Nancy Fraser at Dissent:
Bernie Sanders is the exception that proves the rule. Though far from perfect, his campaign directly challenged established political fault lines. By targeting “the billionaire class,” he reached out to those abandoned by progressive neoliberalism, addressing communities struggling to preserve “middle-class” lives as victims of a “rigged economy” who deserve respect and are capable of making common cause with other victims, many of whom never had access to “middle-class” jobs. At the same time, Sanders split off a good chunk of those who had gravitated toward progressive neoliberalism. Though defeated by Clinton, he pointed the way to a potential counterhegemony: in place of the progressive-neoliberal alliance of financialization plus emancipation, he gave us a glimpse of a new, “progressive-populist” bloc combining emancipation with social protection.

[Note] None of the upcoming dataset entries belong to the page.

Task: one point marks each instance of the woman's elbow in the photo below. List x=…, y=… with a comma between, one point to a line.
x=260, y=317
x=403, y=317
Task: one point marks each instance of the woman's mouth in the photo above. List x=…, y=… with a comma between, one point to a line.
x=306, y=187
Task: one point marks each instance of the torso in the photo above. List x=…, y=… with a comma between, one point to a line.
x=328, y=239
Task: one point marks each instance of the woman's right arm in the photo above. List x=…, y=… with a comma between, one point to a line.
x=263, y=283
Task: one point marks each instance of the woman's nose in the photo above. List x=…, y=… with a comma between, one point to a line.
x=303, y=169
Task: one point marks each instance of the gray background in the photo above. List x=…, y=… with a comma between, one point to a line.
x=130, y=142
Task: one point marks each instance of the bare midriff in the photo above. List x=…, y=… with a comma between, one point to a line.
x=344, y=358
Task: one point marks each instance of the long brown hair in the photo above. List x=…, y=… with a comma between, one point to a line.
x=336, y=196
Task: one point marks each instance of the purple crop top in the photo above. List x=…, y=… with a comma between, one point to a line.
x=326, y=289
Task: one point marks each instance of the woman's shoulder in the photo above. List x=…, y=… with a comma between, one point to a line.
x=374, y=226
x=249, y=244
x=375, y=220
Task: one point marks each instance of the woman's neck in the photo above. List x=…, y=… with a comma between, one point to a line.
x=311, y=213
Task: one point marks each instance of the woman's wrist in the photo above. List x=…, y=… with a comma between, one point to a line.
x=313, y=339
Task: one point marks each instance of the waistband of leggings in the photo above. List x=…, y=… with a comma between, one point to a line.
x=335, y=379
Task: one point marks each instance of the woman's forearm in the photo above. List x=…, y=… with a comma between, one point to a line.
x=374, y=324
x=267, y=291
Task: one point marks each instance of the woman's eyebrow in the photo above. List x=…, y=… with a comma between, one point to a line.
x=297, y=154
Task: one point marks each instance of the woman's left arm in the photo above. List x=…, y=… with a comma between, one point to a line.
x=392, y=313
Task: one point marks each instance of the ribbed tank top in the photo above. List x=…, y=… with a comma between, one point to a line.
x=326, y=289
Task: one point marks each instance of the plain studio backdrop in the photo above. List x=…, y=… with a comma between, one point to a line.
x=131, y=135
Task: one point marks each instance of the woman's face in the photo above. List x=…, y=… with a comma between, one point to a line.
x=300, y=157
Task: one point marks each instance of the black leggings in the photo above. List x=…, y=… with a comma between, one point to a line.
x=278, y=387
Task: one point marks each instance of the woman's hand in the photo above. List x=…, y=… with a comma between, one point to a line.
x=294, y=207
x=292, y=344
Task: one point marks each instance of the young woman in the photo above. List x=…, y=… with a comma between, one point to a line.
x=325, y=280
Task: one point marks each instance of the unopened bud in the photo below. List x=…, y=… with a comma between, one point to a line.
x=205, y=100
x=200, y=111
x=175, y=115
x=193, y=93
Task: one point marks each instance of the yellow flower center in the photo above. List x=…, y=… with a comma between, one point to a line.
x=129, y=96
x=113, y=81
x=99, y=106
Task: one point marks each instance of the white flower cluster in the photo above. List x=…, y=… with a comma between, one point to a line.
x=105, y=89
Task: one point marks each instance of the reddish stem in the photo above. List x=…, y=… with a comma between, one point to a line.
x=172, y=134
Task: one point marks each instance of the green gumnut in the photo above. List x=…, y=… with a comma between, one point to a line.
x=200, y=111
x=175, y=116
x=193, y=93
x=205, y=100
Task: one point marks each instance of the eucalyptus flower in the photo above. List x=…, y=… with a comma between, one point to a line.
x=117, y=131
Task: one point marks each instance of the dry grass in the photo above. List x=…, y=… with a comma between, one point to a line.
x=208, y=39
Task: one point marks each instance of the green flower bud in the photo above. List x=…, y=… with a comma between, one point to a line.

In my view, the Sanders option remains the only principled and winning strategy in the era of Trump. To those who are now mobilizing under the banner of “resistance,” I suggest the counter-project of “course correction.” Whereas the first suggests a doubling down on progressive-neoliberalism’s definition of “us” (progressives) versus “them” (Trump’s “deplorable” supporters), the second means redrawing the political map—by forging common cause among all whom his administration is set to betray: not just the immigrants, feminists, and people of color who voted against him, but also the rust-belt and Southern working-class strata who voted for him. Contra Brenner, the point is not to dissolve “identity politics” into “class politics.” It is to clearly identify the shared roots of class and status injustices in financialized capitalism, and to build alliances among those who must join together to fight against both of them.